Right hepatic artery is subject to anatomical variation in its origin and course. Our study identified the variations in the origin and course of right hepatic artery. Adequate knowledge of these variations would be of incredible help to the hepatobiliary surgeon and interventional radiologist.
肝右动脉(RHA)变异极为常见,这些变异对外科医生和介入放射科医生极为重要。在进行肝脏手术和肝动脉造影时,全面了解肝右动脉的解剖结构是必不可少的。
探究肝右动脉起源和走行的变异及其手术意义。
本研究对60具年龄在50至80岁之间的防腐处理的成年男女尸体进行。通过从剑突至耻骨联合的正中直线切口打开腹腔。追踪肝右动脉从肝固有动脉的起源。记录异常肝右动脉(替代型和副肝右动脉)的存在情况。追踪起源于肠系膜上动脉(SMA)、右肾动脉和肠系膜下动脉的副肝右动脉或替代肝右动脉的起源部位。追踪正常和异常肝右动脉从其起源至进入肝右叶的走行,并记录与之相关的结构。

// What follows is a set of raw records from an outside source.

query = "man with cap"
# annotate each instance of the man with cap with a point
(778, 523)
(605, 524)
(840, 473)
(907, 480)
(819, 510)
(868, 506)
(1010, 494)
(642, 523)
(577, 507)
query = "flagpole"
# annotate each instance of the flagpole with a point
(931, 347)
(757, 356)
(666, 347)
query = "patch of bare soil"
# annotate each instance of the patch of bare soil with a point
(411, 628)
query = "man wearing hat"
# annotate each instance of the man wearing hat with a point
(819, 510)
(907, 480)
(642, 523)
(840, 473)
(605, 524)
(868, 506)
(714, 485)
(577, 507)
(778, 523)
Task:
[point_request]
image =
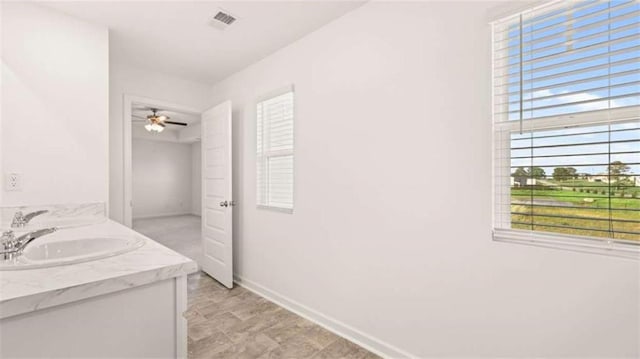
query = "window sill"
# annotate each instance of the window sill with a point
(275, 209)
(616, 248)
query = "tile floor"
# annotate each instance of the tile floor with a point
(239, 324)
(180, 233)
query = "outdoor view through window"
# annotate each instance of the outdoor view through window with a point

在52个标本(86.6%)中,肝右动脉大多起源于肝固有动脉主干。在8个标本(13.3%)中发现存在异常肝右动脉。在8个异常肝右动脉标本中,5个标本(8.3%)的替代肝右动脉起源于肠系膜上动脉,3个标本(5%)观察到副肝右动脉起源于肠系膜上动脉。在86.6%的标本中,肝右动脉走行于胆管系统后方进入胆囊三角。在8.3%的标本中,肝右动脉走行于胆管系统前方到达胆囊三角。在2个标本(3%)中发现肝右动脉呈毛虫样袢。起源于肠系膜上动脉的替代和副肝右动脉(13.3%)走行于胆管系统后方到达胆囊三角。
肝右动脉在起源和走行方面存在解剖变异。我们的研究确定了肝右动脉起源和走行的变异情况。充分了解这些变异对肝胆外科医生和介入放射科医生将有极大帮助。